The next week I loaded up my paperwork, my flybox, my computer, and headed to the bus rank. It took three requests to find the entrance, which was ‘down there’ ‘that side’ ‘go (direction of pointed finger).’ In other words, very well hidden from the main road despite the fact that the building takes up a whole block with ORANGE all over it…

Once I found the entrance and explained my problem I was directed to the ‘service area’ ‘that side.’ Inside the door I had to give them my passport number and sign in before I was allowed to sit on a bench inside the office and watch men eating at their desks and texting on their phones. Finally I was called to sit in a chair next to one of the men who proceeded, after I explained my problem, to ‘test’ my flybox. He plugged it into one of their computers, then sat texting for 5 minutes. Once again, my inner ugly American began to surface. “Is there a problem?” I asked. “I need to test the speed,” he said, and began telling me I should take the box home and run the test, call him and tell him what the speed was. I tried to quietly explain to him that this was not my job. “But I need to tell the engineers what is wrong,” he said. I may not have been as quiet when I told him I was not asking him to come home and do my job.

“Where do you stay?” he asked. (stay=live in Botswana) I told him I ‘stay’ in Kopong.  “You are the only one in Kopong to complain,” he said. It took me a minute to recover from that. How could he know I was the only one? And so what? I explained that I use the flybox in a number of different places, that I travel with it. “I need this for my work,” I said, “I am a writer and I need to send my stories in.” This is sort of true. I am a writer, but I’m not sending all that many stories anywhere… “What do you write about?” he said. “I write about companies and how bad their service is.” It just came out. I couldn’t stop myself.

The power of the press—he then began calling people and setting up for me to get a new flybox. First he wanted to know if I had kept the box it had come in—eight months ago. Why? I asked. “We need to see the serial number on the box to be sure you have the right one.” I pointed out the serial number on the contract I had in hand. That seemed to confuse him, but a couple of phone calls later he smiled and said I could get a flybox if I gave him mine and waited a couple of days for one to come from the warehouse. I began to laugh. As I often say about life here, It’s a Monty Python sketch that isn’t working. I told him once again that NO, I was not handing over my flybox until someone handed me a new one. Well, then, it seemed the only thing I could do was go to the Main Mall (the other side of the city) to their main store and start there.

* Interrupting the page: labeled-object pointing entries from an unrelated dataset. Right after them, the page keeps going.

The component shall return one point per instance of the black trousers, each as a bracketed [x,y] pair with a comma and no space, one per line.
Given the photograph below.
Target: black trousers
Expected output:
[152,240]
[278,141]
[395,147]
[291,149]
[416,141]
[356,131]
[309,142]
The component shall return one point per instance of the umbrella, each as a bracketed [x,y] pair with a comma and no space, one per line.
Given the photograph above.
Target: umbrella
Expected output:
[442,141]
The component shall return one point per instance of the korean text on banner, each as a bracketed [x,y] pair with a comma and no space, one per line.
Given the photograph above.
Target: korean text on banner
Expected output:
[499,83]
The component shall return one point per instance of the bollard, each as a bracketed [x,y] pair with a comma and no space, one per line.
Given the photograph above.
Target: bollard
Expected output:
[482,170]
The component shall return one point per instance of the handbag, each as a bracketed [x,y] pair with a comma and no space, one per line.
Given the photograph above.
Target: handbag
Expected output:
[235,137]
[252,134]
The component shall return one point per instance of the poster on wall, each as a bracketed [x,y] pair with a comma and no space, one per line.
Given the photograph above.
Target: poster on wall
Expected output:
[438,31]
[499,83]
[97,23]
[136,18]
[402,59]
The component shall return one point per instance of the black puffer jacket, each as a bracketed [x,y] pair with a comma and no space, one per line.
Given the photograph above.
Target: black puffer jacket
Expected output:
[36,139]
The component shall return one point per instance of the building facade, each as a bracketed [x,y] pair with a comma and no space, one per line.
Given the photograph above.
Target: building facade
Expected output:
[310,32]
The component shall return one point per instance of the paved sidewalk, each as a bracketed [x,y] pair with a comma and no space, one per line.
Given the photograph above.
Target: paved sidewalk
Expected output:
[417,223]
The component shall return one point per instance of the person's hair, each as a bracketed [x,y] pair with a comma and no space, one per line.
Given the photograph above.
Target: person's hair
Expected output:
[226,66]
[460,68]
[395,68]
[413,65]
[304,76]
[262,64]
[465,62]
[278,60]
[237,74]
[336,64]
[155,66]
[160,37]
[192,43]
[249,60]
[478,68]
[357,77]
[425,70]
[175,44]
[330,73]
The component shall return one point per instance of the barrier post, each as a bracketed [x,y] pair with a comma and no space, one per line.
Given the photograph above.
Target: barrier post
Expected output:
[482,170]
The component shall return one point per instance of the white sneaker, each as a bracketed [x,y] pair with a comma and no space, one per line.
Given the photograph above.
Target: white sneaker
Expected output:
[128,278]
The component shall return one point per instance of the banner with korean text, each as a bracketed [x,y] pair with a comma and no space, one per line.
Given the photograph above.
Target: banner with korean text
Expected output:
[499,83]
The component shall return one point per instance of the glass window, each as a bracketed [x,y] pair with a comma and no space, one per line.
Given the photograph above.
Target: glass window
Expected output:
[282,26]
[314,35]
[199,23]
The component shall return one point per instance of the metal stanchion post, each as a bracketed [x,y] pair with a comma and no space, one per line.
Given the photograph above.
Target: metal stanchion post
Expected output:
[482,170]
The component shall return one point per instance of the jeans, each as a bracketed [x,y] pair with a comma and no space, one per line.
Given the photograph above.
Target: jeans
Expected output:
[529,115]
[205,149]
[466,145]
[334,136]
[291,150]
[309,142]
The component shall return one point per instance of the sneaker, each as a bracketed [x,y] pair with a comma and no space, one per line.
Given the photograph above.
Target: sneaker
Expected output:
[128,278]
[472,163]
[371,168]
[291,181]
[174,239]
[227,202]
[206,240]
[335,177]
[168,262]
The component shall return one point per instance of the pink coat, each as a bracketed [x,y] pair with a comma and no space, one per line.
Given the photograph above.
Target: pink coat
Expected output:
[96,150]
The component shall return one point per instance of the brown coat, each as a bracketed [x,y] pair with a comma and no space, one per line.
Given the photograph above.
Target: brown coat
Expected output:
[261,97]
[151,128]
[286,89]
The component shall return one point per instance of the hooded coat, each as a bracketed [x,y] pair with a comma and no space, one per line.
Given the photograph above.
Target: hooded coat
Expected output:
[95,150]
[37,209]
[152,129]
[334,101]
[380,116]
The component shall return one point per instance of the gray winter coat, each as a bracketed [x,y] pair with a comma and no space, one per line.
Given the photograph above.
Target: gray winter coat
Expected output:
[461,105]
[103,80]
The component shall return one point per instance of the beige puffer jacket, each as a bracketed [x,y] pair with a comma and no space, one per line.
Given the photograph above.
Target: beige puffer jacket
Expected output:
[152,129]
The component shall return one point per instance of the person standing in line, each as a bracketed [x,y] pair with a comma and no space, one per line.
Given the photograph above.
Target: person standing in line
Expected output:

I have work to do I said. I have a job. I can’t run all over your country. I paid for internet connection, it is your job to provide internet connection. He really wanted to make me happy, he said. I could see where this was going…

Okay, I said, packing up my flybox, my computer, my paperwork, and my exhausted self. Go Siame. I will go to Main Mall.

That was a week ago. I did indeed have work to do. I do indeed have a job. Right now I’m resting up and doing my meditation in preparation for my next visit to customer ‘service.’